I came across a very important discussion on TechCrunch regarding the impulse of how people purchase on or offline. For many years web pages responded very well to impulse shopping which is why it was (and still is) very important people to rank but the gears have shifted quite a bit over the last few years when it comes to impulse shopping. Creating website conversions takes finesse and practice moving around web elements and trying different things to get an audience re-acting differently on individual web pages.
Impulse shopping has a new definition. In my opinion impulse shopping has changed across the board due to the internet & economy and this will most likely continue in this direction. The days of visitors randomly bumping into web pages that have been SEO’d to death and whipping out their credit card is fading away quickly. As the economy becomes more difficult to cope with the community holds onto their hard earned cash even tighter than ever before. The reality is this, impulse shopping might happen on black Friday when the mob pours into your local Best Buy or on cyber Monday but online impulse shopping is not what it once was.
Here are some ways to reverse the loss of impulse shopping and create an impulse purchase:
Brand building is one of the most efficient ways to increase activity on a website. You don’t know how many times I visit a website and the lack of branding is so visible that it just makes me want to navigate to the next page in the search query. People like brands, they like to be part of them, they like to hear your story so if you have one showcase it. Sure branding takes time and patience but so does building a successful business during a challenging time.
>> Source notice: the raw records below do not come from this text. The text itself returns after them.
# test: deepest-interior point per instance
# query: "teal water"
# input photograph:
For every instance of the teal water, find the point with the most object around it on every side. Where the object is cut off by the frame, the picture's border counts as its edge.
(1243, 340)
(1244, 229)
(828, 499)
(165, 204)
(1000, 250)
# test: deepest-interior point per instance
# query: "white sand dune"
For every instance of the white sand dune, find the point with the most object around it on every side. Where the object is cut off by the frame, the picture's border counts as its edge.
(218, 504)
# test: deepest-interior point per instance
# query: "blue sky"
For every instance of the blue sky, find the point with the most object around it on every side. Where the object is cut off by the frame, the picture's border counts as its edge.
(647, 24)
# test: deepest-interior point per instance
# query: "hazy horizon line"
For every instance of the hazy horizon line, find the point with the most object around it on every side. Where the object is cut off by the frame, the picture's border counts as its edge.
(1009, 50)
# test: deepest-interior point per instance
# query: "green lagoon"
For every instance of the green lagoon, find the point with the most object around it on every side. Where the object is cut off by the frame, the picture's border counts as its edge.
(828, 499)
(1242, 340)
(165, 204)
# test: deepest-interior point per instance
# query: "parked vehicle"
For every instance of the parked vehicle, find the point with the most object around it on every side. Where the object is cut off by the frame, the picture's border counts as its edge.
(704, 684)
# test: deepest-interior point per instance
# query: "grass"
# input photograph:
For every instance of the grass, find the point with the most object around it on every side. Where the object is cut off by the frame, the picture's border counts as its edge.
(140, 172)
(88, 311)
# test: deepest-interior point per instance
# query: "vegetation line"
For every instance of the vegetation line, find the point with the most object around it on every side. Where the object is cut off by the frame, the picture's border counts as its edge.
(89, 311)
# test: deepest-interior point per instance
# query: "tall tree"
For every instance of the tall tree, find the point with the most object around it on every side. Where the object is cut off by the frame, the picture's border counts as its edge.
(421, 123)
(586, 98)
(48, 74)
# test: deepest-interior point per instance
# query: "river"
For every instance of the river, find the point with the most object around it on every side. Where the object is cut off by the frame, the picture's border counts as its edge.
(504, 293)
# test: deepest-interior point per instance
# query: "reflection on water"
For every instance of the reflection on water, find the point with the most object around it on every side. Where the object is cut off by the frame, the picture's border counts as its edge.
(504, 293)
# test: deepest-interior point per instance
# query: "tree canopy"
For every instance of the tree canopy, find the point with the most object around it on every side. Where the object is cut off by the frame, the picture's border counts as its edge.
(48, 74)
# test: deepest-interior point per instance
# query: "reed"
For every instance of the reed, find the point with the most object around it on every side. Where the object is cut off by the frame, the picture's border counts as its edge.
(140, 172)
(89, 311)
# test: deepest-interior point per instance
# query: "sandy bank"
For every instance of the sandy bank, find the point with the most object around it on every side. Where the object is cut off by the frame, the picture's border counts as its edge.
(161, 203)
Poor design & development can really put a damper on website activity for someone who is first landing on an internal web page. If you want that visitor to come back and read your blog and learn more about what you have to say your design & development needs to be clean and uncluttered.
When a visitor lands on your website that specific web page they bumped into has only a few seconds to grab their full attention. If it doesn’t and they leave the chances of them coming back are slim to none. What ever the goal of that particular page is the business messaging needs to be clear and concise if you want to hold that visitor on the page long enough for them to even consider making a purchase or inquiry. Optimize your business messaging and also your page flow to lead the visitor down the desired path.
Aside from having great copy things like visible blog posts, Facebook fan pages, good internal linking and professional product images will help hold onto that website visitor. Give them something to read or look at if you want them to stick around for longer than 3-5 seconds.
Whether you have an eCommerce website or just a service put together a nice video and slap it on your pages. They can be individual custom videos or just one but it might give a reason for a visitor to change that 3-5 seconds to 1-2 minutes if the video is done correctly. I don’t know why more companies don’t offer product videos on eCommerce sites to show case a product. It doesn’t have to be long, 15-20 seconds will do. Oh well that is a whole other blog post topic.